In a city with, as Bratton puts it, “something like 275 recognized
neighborhoods, all with different priorities and problems that changed
from time to time,” the NYPD also had to be adaptive. No two expressions
of community policing will be identical across locations and
communities—whether in New York or any other city. Changes in the
characteristics of one element of the strategy require complementary
adjustments in others: for example, the development and use of more
aggressive tactics to deal with particular crime problems requires that
police involve citizens even more closely to maintain their consent and
support, because part of the paradigm shift involved a recognition that
the police derive their legitimacy and authority from the
public they serve. Likewise, a move toward decentralization requires
administrative refinements: those gaining new authority on the ground
will need additional training and accountability measures to handle
their expected use of discretion in problem-solving, while managers will
have to develop new skills for supervising their officers’
wider-ranging activities. For community policing to work, ongoing and
continual adjustment of its various elements is required; it is not set
in stone.
Police forces have many tactical options at their disposal. For the NYPD, perhaps one of the most important tactics
was the use of data to inform police in deploying their resources,
allowing them to develop solutions to specific problems. Bratton saw
CompStat—the computer-based system allowing police to record and analyze
crime patterns and enforcement activity—as the ultimate blend of data
and accountability. Making crime data available in nearly real time
helped the police track their progress and measure success. Giving power
away also required ensuring that it was being used appropriately. Using
data to track crime and enforcement activity made it possible to hold
precinct commanders accountable by showing clearly whether their
approaches to crime in their jurisdictions were effective. CompStat
enabled the police to prioritize high-crime areas and target the types
of offenses that community members were most concerned about.
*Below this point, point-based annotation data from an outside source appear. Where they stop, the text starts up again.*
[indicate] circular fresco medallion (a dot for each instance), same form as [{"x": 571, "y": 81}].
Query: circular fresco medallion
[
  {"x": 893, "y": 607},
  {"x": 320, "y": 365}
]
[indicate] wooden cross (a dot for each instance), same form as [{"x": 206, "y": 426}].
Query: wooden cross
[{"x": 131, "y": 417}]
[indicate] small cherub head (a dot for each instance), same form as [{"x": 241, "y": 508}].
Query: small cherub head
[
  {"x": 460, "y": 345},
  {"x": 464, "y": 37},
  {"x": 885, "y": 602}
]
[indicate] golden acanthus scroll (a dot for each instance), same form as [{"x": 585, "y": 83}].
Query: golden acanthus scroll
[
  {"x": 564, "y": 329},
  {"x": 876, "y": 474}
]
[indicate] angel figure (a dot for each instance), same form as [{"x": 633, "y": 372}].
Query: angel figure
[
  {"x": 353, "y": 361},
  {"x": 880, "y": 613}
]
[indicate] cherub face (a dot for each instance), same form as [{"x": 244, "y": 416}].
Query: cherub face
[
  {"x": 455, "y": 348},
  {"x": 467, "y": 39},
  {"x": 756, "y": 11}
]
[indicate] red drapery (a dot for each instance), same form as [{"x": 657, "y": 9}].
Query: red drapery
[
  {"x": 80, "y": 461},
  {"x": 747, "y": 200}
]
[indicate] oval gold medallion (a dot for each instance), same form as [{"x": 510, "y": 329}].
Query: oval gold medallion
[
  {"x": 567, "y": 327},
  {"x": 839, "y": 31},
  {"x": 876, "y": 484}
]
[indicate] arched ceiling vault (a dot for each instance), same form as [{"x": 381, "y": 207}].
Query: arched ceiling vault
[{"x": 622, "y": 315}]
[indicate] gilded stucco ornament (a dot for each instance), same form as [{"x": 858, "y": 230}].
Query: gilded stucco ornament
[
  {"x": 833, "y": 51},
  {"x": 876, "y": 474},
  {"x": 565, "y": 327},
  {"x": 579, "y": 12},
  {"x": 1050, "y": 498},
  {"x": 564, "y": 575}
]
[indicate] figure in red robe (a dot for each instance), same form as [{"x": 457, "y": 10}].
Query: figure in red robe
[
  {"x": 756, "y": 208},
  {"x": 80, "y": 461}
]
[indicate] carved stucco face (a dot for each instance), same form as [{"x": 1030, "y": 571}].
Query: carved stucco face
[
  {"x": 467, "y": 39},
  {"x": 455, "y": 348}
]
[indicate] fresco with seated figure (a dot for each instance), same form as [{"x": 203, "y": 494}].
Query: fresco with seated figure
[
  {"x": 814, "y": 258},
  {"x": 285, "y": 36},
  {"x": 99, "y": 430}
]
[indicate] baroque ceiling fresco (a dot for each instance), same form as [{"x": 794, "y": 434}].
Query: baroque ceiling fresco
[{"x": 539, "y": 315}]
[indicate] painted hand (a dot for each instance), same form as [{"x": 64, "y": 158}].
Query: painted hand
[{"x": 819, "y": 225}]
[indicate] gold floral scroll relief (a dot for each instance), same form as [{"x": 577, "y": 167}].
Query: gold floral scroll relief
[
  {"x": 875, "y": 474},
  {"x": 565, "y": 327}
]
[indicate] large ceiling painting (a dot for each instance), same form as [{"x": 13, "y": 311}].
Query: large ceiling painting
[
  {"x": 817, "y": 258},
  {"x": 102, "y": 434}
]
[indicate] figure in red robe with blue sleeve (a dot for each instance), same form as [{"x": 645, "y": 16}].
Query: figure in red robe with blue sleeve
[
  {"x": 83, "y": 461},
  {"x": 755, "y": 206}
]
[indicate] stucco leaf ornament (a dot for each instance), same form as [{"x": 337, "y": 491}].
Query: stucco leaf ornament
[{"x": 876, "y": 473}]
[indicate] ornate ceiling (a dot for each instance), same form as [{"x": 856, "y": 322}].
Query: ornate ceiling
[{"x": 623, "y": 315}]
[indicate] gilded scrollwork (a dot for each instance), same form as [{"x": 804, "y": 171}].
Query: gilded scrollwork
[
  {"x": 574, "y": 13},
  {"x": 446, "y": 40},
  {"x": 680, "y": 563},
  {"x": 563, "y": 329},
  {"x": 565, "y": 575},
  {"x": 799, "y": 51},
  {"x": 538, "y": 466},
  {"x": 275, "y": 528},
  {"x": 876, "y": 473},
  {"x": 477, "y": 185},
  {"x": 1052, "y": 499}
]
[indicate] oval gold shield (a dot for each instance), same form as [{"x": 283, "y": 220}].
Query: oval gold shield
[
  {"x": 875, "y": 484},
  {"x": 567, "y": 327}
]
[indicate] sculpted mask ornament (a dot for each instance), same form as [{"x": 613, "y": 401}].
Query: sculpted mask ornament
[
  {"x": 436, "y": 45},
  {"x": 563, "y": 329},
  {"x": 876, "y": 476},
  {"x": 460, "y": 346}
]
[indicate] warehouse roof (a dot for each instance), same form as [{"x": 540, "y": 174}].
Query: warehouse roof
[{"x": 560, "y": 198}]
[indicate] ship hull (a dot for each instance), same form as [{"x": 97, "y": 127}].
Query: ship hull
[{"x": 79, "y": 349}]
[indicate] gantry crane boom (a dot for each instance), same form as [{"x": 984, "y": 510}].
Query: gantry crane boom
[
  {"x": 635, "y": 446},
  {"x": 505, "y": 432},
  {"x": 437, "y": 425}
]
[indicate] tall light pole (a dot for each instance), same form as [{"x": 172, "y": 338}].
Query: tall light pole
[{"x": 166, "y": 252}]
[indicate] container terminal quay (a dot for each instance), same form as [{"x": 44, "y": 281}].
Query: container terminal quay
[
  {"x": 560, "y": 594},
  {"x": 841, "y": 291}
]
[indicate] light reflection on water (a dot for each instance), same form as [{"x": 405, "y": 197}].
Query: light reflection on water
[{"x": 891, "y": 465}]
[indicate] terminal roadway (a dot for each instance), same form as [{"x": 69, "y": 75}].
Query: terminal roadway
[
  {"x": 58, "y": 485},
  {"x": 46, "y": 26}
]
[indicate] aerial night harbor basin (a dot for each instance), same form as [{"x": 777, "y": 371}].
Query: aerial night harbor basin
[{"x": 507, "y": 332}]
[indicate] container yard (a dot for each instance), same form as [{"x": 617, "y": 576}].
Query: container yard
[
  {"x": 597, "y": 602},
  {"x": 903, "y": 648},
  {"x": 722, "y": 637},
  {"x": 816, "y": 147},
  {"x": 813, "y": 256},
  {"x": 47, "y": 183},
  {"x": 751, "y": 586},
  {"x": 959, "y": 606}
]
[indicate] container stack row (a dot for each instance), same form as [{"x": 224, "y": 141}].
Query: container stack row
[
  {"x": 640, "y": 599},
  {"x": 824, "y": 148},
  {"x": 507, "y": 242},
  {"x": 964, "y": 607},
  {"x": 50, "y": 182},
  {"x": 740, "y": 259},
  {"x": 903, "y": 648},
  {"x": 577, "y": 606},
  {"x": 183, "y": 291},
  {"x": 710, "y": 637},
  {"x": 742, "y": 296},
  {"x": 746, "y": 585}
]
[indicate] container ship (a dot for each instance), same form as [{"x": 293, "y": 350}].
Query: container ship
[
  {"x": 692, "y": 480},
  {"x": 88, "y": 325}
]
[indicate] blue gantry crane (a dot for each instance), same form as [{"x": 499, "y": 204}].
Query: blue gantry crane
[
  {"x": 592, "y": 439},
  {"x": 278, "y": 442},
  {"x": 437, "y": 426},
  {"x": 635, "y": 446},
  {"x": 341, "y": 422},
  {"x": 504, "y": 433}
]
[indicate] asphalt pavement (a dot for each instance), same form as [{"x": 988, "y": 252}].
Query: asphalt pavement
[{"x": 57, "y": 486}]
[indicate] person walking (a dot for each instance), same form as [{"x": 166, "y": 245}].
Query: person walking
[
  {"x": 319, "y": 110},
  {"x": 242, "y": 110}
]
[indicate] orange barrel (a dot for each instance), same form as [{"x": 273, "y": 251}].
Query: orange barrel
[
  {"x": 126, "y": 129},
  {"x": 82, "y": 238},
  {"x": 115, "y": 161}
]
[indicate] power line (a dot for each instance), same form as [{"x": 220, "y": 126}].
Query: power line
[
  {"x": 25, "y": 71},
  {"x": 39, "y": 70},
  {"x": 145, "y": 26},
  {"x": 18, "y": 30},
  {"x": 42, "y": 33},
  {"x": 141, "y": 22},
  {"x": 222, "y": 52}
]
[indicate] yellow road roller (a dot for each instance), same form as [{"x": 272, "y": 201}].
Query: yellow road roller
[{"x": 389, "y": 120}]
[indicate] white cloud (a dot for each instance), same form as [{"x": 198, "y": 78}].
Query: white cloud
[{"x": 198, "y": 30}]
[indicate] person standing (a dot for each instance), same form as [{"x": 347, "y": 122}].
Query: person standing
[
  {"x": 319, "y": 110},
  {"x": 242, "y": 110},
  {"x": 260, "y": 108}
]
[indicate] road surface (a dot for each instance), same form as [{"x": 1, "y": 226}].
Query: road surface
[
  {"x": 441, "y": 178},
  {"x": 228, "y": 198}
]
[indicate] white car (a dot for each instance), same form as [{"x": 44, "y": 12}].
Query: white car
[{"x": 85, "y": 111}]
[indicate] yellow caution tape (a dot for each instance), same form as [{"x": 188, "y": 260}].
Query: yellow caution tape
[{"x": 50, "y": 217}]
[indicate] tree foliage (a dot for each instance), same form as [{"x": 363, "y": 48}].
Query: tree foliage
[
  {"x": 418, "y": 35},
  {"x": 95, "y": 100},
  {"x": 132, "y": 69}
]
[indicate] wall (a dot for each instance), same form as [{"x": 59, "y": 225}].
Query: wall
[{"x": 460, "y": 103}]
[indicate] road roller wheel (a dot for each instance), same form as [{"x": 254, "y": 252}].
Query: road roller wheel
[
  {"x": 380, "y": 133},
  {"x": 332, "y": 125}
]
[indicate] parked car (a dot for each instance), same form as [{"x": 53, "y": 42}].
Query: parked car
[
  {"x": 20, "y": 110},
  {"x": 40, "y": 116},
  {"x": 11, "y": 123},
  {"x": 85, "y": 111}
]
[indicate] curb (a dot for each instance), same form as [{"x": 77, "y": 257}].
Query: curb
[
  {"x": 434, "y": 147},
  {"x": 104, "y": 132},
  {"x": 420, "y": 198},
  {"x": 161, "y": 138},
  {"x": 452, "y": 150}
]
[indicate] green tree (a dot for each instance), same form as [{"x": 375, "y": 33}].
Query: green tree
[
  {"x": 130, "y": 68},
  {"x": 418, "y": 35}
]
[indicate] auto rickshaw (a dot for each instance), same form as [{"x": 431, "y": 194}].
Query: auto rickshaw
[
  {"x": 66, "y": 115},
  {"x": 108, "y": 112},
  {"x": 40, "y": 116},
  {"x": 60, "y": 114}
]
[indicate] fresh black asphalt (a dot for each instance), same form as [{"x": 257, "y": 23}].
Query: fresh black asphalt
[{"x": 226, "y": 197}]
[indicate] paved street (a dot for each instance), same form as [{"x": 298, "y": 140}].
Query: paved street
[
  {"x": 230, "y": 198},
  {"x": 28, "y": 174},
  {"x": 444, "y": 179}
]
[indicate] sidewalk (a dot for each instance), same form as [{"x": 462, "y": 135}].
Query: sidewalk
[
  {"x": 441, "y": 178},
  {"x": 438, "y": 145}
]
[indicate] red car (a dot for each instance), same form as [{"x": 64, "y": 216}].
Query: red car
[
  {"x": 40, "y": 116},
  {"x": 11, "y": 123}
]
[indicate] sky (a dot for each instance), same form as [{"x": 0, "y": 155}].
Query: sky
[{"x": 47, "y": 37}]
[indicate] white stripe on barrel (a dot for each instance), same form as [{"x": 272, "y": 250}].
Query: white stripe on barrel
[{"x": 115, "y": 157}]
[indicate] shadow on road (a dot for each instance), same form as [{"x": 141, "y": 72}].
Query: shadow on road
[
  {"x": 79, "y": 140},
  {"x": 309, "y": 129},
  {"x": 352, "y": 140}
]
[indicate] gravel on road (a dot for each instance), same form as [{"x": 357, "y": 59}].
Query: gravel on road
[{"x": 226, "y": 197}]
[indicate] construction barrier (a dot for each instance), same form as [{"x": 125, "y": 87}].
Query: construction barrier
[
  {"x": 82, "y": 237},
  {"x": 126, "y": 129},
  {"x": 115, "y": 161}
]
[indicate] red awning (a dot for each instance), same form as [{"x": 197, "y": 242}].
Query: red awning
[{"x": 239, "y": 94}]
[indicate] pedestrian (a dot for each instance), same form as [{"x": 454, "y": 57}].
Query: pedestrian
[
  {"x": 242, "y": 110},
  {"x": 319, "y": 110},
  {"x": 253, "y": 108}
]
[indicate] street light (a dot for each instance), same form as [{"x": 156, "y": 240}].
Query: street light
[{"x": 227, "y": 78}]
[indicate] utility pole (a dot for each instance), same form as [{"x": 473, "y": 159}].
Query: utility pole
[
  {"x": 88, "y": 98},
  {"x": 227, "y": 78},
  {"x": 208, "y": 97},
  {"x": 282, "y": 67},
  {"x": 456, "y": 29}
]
One reason such initiatives were so effective in reducing crime was
that they reflected an understanding of the critical link between crime
and disorder. That connection was stronger than most thought, as my
colleague William Souza and I documented in a 2001 report for the
Manhattan Institute. It found that, on average, every misdemeanor arrest
in a given precinct was associated with 0.036 fewer violent crimes.
Order maintenance serves effectively as a tactic for overall crime
reduction, partly because of the overlap between violent and nonviolent
offenders.
Unfortunately, some New Yorkers seem to be noticing a regression
toward the sorts of public disorder that characterized the city decades
ago. That perception has followed an official push on the part of some
city leaders to roll back police authority to deal with such
public-order offenses as fare evasion and public urination. The push
reflects a misunderstanding of what true community policing is. New
Yorkers who don’t wish to see the city’s gains eroded only need look to
the transformation that its police were responsible for bringing about
in the early 1990s—one that set an example for cities and police around
the country. The lessons learned then remain applicable today; but
applying them properly will require recognition that the law-enforcement
model should give way to real community policing.
George L. Kelling, a Manhattan Institute senior fellow and longtime contributor to City Journal, is one of the nation’s leading thinkers on the topic of urban policing.